A Familiar Feeling

Greetings from Le Clos de la Tour, in Frejus, France. It’s safe to say I’m not in Italy anymore (I know, I’ve been in France for more than a week but go with it). My mini-vacation in Nice was absolutely enjoyable, despite catching a sinus infection, which I only get when I’m living in groups, stressed, or not resting (foreshadowing!). After meeting with some friends from last year’s season at the Apolline Project, Jean-Antoine, the director of the excavation at Sainte-Candie, picked us up from Nice and brought us to Frejus.
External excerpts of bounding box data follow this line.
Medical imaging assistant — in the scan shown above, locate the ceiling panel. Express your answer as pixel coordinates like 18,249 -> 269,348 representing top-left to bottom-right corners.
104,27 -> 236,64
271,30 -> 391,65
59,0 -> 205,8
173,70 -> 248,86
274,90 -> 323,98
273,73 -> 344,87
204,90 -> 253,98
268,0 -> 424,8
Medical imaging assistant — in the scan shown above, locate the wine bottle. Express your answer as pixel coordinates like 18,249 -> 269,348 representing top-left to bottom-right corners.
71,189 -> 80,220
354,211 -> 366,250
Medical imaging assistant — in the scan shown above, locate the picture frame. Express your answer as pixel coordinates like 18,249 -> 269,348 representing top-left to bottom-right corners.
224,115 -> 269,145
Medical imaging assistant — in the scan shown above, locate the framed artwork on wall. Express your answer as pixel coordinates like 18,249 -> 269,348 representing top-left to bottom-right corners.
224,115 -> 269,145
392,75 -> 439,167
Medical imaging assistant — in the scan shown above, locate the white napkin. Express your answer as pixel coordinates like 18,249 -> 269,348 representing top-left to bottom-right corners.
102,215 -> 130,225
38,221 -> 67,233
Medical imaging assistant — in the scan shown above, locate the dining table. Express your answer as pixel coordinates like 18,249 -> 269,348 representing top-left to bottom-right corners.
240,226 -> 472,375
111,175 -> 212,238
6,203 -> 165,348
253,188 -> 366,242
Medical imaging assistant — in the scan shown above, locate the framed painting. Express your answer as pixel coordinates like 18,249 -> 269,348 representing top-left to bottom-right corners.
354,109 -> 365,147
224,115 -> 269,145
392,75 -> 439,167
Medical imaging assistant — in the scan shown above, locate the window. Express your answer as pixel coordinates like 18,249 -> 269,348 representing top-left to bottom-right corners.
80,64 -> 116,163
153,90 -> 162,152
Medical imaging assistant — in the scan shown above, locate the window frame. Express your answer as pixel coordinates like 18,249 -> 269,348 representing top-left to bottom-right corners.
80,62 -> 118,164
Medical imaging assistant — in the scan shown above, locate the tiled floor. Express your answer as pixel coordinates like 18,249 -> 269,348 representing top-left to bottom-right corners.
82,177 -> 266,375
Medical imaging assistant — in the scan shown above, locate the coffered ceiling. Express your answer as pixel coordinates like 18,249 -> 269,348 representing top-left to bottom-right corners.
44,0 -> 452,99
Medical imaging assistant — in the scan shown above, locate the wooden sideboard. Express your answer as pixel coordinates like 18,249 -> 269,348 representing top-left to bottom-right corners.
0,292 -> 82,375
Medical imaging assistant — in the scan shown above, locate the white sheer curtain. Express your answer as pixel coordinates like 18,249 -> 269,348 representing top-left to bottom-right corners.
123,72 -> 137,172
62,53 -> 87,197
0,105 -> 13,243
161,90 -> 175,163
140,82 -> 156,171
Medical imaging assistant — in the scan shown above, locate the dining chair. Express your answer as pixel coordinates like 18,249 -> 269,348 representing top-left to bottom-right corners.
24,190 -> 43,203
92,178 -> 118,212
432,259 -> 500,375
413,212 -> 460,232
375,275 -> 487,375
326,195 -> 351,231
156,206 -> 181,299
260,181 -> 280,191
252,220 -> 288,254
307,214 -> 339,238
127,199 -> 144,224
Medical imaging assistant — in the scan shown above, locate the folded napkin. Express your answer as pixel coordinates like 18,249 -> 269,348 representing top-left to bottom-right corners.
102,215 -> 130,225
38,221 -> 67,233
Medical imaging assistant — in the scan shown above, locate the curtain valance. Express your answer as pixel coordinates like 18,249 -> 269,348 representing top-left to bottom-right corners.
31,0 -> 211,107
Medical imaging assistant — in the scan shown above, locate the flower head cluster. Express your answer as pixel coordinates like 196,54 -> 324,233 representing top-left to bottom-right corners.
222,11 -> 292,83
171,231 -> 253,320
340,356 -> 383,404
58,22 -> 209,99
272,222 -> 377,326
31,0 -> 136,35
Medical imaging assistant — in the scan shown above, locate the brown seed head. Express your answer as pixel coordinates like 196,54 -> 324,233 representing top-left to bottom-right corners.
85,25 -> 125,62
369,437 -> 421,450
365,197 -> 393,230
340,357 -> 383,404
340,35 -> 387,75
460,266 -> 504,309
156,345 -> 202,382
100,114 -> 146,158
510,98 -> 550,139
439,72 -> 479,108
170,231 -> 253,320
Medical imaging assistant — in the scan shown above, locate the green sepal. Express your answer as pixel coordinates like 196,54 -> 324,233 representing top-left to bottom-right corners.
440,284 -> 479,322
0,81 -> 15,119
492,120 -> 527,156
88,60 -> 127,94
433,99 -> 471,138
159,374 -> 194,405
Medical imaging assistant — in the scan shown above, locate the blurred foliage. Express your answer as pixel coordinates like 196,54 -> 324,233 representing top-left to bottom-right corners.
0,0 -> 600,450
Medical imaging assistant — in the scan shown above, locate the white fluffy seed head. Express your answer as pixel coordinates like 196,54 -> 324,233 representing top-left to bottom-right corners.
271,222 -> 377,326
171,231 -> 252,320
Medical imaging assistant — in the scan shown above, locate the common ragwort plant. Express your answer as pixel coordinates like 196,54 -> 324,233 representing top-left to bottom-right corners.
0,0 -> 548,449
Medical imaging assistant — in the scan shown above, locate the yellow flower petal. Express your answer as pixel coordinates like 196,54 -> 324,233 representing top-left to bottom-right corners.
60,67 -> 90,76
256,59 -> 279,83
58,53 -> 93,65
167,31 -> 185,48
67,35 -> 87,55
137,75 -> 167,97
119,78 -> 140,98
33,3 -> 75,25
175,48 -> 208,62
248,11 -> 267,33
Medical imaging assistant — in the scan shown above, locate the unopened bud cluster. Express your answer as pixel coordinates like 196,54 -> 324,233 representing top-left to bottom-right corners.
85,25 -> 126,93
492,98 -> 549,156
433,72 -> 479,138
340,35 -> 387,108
It was around the time we pulled up to our campsite that I got a very familiar feeling: a mix of anxiety, a lack of confidence, and my internal monologue returning to the same line, “Should I really even be here?” The feeling got stronger as we were told to set up the tents where we’d be sleeping…outside. Let’s simply say this was a first. The arrangement of communal chores was broken down to us; essentially a rotation of 4-6 people were placed in charge of cooking, cleaning, and processing artifacts each weeknight. By this point, I was really starting to get that gut feeling. I like my fellow dig participants, but mandatorily cooking for roughly 20 of you once a week, clean your nasty little dishes another time, then trust you all to do the same to a standard we both find acceptable? Phew, that’s going to be a tough one, folks. 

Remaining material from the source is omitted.